According to a study by the National Highway Safety Administration, the number of fatal crashes involving drivers over 65 has decreased in recent years. Over the period from 2005 to 2014, the number of people over age 65 in the US increased by 26%. Yet, over the same period, the number of driver fatalities in crashes involving older drivers declined by 10%. Does that mean older drivers are getting safer?

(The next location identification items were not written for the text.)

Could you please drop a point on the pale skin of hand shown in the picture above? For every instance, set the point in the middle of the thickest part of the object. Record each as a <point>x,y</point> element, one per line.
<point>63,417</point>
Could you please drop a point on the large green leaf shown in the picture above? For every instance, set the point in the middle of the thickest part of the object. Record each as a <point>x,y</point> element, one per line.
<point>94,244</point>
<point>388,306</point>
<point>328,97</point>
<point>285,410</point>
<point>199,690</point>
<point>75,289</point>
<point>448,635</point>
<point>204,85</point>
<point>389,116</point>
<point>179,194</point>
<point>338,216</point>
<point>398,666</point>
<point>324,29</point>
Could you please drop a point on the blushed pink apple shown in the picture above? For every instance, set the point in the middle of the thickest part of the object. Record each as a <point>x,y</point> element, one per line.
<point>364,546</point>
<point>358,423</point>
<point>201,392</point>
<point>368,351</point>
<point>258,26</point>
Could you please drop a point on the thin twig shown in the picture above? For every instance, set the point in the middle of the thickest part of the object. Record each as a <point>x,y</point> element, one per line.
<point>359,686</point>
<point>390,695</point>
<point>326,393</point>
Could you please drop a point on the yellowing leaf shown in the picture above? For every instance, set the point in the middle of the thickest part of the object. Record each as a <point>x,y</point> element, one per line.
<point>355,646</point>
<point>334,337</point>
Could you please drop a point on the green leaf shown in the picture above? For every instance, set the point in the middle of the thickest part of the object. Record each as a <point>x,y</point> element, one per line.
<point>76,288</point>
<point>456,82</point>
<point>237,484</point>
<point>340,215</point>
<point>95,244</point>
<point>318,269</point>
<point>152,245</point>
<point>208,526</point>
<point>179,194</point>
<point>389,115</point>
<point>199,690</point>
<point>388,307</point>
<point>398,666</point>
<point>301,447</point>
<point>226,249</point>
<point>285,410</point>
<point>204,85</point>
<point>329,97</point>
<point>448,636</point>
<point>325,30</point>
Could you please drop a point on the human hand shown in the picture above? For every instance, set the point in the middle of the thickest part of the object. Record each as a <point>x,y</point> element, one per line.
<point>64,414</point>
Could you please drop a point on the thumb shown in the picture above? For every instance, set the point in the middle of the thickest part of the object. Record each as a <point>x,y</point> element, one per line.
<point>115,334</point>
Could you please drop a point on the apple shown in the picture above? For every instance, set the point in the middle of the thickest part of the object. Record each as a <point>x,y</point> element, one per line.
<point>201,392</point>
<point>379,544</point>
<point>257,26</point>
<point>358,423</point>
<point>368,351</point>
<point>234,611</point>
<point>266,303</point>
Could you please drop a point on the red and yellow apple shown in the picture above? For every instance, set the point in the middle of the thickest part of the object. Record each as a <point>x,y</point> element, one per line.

It turns out there’s a bit more to the story. An article posted by The National Institute of Health attributes some of the change to several factors:
- Better health for older people
- Safer cars
- Safer roads
- Older drivers “policing” themselves, for instance by not driving at night
The same article points out that driving is a complex task and that as we age driving becomes more difficult. Some of the most common errors older drivers make are:
- Failing to yield the right of way
- Failing to stay in the proper lane
- Misjudging the time or distance needed to turn in front of others
- Failing to stop completely at a stop sign
- Speeding or driving too slowly
There are things older drivers can do to improve their skills and decrease the chance of causing an accident. AARP has a Driver Safety Course it sponsors that not only improves your driving skills but may even earn you a discount from your auto insurance company. According to the American Automobile Association (AAA), older drivers can stack the odds in their favor by purchasing cars with certain safety features.
Finally, there comes a time when it is simply prudent to stop driving. AARP discusses “the talk” relatives may need to have with older drivers about this. While this loss of mobility can have some psychological impact on an older person, it is important to understand that a serious accident can have catastrophic consequences.